Ein ganz besonderer Anziehungspunkt im Südwesten der Insel ist Corbière Lighthouse. Seit 1874 scheint das Licht dieses weißen Leuchtturms bei klarem Wetter über 30 Kilometer weit und warnt vor dem besonders felsigen Küstenabschnitt. Auch hier erleben wir das enorme Gezeitenspiel hautnah. Bei Ebbe kann man trockenen Fußes über einen kleinen Dammweg bis hinaus zum Turm laufen. Wenn die Flut naht, mahnt eine Sirene zum Rückweg. In kürzester Zeit ist der Übergang dann überspült.
Ja, es lassen sich viele besondere Orte finden auf dieser 116 Quadratkilometer großen Insel, die nur von 100.000 Menschen bewohnt wird. Berlin ist knapp acht Mal so groß! Auf einer Anhöhe über der Bucht von St. Brelade liegt die wohl schönste Kirche der Insel. Aus Steinen vom Strand wurde im 11. und 12. Jahrhundert eine trutzige Pfarrkirche errichtet. Auch hier blühen Hortensien, und eine mächtige Eiche wirft ihren Schatten auf die Grabsteine, die das Gotteshaus umgeben. Wieder ein Ort der Ruhe und Besinnung.

Tipp: Pub-Besuch
Kein Besuch der Kanalinseln ohne einen zünftigen Abend im Pub. The Lamplighter ist ein knallrotes Lokal in der Mulcaster Street in St. Helier. Er rühmt sich, die größte Bierauswahl der Insel Jersey im Angebot zu haben und mehrere Cidre „on tap“, sprich „vom Faß“. Der typische Pub kommt ohne einen Kellner aus. Man bestellt direkt an der Bar und bezahlt die Zeche sofort.

Delikatessen in St. Helier
So erholsam kann Urlaub sein! Das Reisemobil einfach stehen lassen, mit Bus und Fahrrad in der Natur unterwegs sein oder die Wanderstiefel schnüren. Von unserem Campingplatz in der Nähe des kleinen Städtchens Rozel wandern wir auf einem Klippenpfad hinunter in die Bouley Bay. Hier fällt der Strand steil ab in die Tiefe. Früher nutzten Schmuggler die Bucht und ihre Höhlen, heute kann man Tauchern dabei zusehen, wie sie Jakobsmuscheln an Land bringen und fachmännisch ausnehmen. Die „Scallops“ findet man auf jeder Speisekarte als Spezialität.

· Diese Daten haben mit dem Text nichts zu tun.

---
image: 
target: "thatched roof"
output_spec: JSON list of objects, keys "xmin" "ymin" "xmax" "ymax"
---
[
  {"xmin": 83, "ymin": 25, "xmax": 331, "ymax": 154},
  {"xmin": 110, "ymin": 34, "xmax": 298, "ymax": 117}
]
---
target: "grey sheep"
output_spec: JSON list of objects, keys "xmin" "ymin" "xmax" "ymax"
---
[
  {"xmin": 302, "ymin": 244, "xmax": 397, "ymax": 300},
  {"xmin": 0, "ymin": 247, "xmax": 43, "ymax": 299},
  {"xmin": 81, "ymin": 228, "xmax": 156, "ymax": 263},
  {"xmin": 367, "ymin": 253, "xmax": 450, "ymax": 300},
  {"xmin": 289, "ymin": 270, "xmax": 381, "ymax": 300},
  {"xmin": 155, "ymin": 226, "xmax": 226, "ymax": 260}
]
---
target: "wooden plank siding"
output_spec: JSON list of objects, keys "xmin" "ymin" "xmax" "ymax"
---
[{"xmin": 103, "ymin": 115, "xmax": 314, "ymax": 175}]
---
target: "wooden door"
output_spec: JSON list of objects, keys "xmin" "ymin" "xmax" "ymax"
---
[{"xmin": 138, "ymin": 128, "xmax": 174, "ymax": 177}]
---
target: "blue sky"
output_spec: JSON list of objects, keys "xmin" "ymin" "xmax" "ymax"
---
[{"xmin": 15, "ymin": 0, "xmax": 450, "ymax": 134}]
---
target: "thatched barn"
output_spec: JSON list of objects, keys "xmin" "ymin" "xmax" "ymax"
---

Seafood in allen Varianten bietet das reichhaltige Angebot auf dem Fischmarkt der Hauptstadt St. Helier. Schalentiere in leuchtendem Orange, frische Austern, Miesmuscheln und Fische in allen Größen. Unsere Devise lautet wie immer: Am Wasser wird Fisch gegessen! Und der Weg zum Wasser ist hier nirgendwo besonders weit. Das heitere Treiben in der Fußgängerzone lädt zum Bummeln ein. Nach so viel Natur lassen wir unsere Blicke gern auch einmal über die Schaufenster streifen. Am Liberation Square im Zentrum von St. Helier steht eine Skulptur zum Gedenken an die Befreiung Jerseys von der Deutschen Besatzung. Eine Gruppe Menschen schwenkt ausgelassen ihre britische Flagge.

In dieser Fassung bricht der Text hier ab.